Does a high tide bring stronger winds? How?
Is the atmosphere (air and clouds) also subjected to the same moon’s gravitational influence as the waters of the sea?
Two short answers: no, and yes.
That is, wind strength in the way we usually think of it is not affected meaningfully by tides--so the answer to your headline question is "No."
But tidal forces *do* act on everything that has mass, including the atmosphere. So the answer to your second question is "Yes."
That may seem a bit contradictory, but it has to do with the relative strength of factors affecting the wind: wind is driven by pressure gradients in the atmosphere and tidal effects are less than 1% of pressure differences that arise through other means. So wind strength is pretty independent of atmospheric tides.

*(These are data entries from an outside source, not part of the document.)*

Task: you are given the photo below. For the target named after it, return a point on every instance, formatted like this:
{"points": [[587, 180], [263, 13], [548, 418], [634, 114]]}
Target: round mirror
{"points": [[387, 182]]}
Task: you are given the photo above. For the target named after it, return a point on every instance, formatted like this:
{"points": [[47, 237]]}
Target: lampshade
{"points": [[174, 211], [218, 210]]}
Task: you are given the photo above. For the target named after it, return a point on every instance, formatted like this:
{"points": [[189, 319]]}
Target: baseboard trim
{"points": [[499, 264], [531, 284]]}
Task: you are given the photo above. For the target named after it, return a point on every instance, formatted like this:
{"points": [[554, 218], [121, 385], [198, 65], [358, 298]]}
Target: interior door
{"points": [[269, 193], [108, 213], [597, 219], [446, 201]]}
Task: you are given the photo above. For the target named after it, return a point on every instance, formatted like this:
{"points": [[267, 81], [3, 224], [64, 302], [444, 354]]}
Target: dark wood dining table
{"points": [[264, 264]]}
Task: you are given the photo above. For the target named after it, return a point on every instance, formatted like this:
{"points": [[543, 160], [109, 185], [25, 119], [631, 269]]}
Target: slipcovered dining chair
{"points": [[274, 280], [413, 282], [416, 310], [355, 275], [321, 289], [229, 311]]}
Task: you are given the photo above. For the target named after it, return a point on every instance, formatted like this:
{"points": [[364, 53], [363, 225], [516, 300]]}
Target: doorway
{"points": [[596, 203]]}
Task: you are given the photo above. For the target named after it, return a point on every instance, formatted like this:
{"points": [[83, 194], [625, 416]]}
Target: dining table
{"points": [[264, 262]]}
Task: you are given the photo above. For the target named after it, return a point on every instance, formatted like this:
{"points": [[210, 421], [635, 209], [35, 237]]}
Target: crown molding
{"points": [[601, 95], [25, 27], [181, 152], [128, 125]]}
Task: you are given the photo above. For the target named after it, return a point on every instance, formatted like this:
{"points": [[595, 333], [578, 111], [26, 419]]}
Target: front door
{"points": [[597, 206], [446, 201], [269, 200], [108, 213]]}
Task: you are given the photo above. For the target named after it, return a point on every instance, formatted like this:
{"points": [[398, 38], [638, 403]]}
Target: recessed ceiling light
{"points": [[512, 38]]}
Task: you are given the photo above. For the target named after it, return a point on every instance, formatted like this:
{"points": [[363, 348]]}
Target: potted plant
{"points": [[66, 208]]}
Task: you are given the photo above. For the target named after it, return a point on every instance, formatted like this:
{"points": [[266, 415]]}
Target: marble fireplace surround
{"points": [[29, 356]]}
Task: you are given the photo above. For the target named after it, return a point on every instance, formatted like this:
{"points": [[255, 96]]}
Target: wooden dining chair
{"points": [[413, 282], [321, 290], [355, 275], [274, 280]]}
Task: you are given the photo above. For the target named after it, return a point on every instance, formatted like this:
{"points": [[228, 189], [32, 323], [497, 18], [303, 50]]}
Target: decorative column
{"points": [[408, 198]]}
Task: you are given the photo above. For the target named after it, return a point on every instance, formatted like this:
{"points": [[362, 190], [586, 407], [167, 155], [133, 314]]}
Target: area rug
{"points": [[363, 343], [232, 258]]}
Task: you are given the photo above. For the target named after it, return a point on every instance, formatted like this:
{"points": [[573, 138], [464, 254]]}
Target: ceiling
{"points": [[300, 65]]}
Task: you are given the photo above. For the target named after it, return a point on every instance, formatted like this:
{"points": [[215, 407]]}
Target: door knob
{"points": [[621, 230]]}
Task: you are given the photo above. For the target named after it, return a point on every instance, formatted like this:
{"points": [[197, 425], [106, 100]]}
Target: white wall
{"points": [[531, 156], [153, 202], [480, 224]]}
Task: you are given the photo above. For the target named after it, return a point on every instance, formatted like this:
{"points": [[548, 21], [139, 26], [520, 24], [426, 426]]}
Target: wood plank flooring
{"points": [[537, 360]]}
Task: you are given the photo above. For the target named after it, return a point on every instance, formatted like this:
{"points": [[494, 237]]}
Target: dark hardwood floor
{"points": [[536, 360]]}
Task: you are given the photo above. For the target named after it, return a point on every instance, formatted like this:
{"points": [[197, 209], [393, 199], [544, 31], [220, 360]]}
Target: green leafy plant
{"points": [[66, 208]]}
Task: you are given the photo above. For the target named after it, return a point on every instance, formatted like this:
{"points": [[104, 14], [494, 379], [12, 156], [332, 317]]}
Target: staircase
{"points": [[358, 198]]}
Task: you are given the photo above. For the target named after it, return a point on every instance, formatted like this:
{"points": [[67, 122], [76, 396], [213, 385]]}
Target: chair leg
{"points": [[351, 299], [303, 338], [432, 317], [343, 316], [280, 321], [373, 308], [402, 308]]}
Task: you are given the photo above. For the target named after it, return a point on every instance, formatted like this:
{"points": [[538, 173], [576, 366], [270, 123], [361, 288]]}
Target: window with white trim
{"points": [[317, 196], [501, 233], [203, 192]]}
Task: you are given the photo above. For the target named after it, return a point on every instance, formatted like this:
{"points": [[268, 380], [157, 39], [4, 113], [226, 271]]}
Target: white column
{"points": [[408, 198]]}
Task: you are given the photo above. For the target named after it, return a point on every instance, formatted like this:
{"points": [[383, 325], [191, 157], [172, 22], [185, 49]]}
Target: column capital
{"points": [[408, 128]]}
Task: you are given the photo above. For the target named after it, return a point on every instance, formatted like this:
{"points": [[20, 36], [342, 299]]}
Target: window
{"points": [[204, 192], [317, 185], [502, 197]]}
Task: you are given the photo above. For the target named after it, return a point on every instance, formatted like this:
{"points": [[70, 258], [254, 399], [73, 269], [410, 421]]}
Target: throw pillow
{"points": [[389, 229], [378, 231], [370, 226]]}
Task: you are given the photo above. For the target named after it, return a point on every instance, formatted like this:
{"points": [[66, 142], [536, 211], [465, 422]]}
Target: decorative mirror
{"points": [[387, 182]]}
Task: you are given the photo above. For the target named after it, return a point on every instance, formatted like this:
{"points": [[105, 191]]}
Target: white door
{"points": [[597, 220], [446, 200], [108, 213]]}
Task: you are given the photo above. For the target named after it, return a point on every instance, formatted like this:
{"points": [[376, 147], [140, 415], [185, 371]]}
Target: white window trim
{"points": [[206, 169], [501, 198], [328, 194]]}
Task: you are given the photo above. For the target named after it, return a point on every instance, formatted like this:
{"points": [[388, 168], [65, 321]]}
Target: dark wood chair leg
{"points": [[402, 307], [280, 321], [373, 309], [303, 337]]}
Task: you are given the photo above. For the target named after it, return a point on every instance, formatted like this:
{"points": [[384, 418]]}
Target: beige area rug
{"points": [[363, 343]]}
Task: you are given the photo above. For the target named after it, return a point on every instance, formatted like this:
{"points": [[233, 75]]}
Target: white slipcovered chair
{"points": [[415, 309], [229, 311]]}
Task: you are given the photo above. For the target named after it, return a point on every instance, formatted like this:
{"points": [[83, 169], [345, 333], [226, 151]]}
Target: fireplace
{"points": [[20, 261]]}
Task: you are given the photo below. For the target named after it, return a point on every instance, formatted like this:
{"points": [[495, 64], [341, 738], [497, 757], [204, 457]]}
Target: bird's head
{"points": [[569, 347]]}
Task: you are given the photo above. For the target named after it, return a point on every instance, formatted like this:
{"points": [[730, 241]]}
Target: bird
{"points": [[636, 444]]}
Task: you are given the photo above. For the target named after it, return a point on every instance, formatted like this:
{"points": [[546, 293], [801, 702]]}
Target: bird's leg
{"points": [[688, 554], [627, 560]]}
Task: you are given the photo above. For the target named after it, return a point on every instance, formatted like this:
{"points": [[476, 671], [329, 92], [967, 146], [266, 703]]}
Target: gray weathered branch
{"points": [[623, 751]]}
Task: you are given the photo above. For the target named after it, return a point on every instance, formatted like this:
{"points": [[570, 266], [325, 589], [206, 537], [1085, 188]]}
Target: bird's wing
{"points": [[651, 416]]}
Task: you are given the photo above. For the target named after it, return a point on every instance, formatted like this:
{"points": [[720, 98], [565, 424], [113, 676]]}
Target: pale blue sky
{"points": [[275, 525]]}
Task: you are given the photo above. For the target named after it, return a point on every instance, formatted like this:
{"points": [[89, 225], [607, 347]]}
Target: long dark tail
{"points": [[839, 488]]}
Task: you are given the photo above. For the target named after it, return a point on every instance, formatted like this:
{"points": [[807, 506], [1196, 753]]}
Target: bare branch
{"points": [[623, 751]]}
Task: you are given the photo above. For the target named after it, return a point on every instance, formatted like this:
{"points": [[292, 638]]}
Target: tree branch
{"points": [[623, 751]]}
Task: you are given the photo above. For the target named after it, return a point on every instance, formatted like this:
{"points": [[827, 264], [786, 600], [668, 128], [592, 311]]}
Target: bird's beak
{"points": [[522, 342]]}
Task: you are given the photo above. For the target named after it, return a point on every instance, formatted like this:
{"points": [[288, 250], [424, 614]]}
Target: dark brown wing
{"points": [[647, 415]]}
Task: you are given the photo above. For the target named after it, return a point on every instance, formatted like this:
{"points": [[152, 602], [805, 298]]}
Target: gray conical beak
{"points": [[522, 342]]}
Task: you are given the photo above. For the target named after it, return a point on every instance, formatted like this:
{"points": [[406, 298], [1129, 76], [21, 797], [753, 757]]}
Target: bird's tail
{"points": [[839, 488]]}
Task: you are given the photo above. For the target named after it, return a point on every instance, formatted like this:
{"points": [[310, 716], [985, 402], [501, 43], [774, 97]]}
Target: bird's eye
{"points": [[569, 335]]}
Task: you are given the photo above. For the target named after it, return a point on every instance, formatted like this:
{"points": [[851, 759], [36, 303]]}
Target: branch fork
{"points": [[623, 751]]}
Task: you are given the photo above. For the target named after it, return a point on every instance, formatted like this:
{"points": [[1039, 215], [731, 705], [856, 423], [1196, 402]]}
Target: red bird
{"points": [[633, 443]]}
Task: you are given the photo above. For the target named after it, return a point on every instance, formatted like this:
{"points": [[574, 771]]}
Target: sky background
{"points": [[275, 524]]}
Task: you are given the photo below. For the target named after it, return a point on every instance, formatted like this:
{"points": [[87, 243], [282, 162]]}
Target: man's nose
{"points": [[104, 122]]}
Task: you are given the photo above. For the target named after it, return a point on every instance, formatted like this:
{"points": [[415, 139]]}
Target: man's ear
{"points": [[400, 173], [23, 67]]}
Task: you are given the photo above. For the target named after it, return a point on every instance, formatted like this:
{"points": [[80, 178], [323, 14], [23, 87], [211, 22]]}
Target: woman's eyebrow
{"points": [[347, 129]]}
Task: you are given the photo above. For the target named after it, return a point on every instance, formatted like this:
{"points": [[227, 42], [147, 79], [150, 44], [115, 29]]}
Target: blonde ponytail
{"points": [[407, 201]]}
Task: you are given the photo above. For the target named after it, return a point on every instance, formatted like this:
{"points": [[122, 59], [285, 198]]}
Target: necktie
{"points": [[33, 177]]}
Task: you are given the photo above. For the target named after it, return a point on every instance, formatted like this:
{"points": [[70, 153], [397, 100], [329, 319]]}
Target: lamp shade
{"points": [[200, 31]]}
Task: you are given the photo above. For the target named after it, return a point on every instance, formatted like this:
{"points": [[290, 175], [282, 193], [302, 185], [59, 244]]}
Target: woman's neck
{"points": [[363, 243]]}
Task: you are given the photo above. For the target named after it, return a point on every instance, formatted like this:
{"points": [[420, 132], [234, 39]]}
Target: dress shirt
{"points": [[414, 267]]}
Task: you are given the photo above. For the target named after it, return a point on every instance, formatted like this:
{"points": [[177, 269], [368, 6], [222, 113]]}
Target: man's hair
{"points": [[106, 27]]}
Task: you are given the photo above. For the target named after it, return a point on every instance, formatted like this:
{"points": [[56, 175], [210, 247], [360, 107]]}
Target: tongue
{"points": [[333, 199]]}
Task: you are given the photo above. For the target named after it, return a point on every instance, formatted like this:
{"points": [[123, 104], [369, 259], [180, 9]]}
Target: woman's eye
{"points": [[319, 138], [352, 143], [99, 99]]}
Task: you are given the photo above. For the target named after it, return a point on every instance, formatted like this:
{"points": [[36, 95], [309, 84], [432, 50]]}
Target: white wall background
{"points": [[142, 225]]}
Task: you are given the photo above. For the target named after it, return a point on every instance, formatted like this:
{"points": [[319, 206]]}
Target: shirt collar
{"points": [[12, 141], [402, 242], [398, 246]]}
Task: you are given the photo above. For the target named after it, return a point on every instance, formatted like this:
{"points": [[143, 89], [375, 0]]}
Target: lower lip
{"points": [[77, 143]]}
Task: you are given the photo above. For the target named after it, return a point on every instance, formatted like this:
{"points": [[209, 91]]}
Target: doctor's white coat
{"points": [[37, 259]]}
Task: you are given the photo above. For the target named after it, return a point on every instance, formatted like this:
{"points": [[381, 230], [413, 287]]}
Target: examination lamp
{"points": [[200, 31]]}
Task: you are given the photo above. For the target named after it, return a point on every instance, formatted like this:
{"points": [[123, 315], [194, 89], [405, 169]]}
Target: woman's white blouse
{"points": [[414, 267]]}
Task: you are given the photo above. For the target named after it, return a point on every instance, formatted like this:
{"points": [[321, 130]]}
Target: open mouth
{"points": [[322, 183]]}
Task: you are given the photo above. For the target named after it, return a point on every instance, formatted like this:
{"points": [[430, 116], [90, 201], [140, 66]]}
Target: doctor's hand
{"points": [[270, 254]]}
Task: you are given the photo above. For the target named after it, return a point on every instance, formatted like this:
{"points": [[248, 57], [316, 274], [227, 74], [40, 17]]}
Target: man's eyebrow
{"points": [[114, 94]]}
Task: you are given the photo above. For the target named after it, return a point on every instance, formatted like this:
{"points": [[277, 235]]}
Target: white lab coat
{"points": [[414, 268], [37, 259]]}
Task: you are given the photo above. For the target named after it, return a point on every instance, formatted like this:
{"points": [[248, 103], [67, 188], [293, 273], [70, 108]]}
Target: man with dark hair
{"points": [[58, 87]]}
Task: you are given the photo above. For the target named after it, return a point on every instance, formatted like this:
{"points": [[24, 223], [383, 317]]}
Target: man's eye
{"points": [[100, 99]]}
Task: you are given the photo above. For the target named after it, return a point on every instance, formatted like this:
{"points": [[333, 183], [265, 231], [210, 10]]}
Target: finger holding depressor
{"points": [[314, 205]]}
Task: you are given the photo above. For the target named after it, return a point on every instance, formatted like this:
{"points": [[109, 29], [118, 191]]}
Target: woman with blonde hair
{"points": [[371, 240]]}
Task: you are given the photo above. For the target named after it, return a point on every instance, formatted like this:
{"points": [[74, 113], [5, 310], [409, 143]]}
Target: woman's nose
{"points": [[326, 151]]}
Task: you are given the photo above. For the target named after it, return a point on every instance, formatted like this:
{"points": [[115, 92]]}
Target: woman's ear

http://www.scientificamerican.com/artic … ve-a-tida/
Short answer is no, but the why is interestingly complicated. I'll try to give it a shot though. Because the strength of a gravitational force is affected by the mass of an object, the small size of atmospheric particles would have little influence. The oceans are influenced by the high mass of the Earth near the surface, but air particles do not move along the surface, because friction decelerates wind. A good analogy I thought of is dust floating around a room in a building. Another effect to consider would be the height of the wind, considering the fact that the gravitational force decreases with altitude.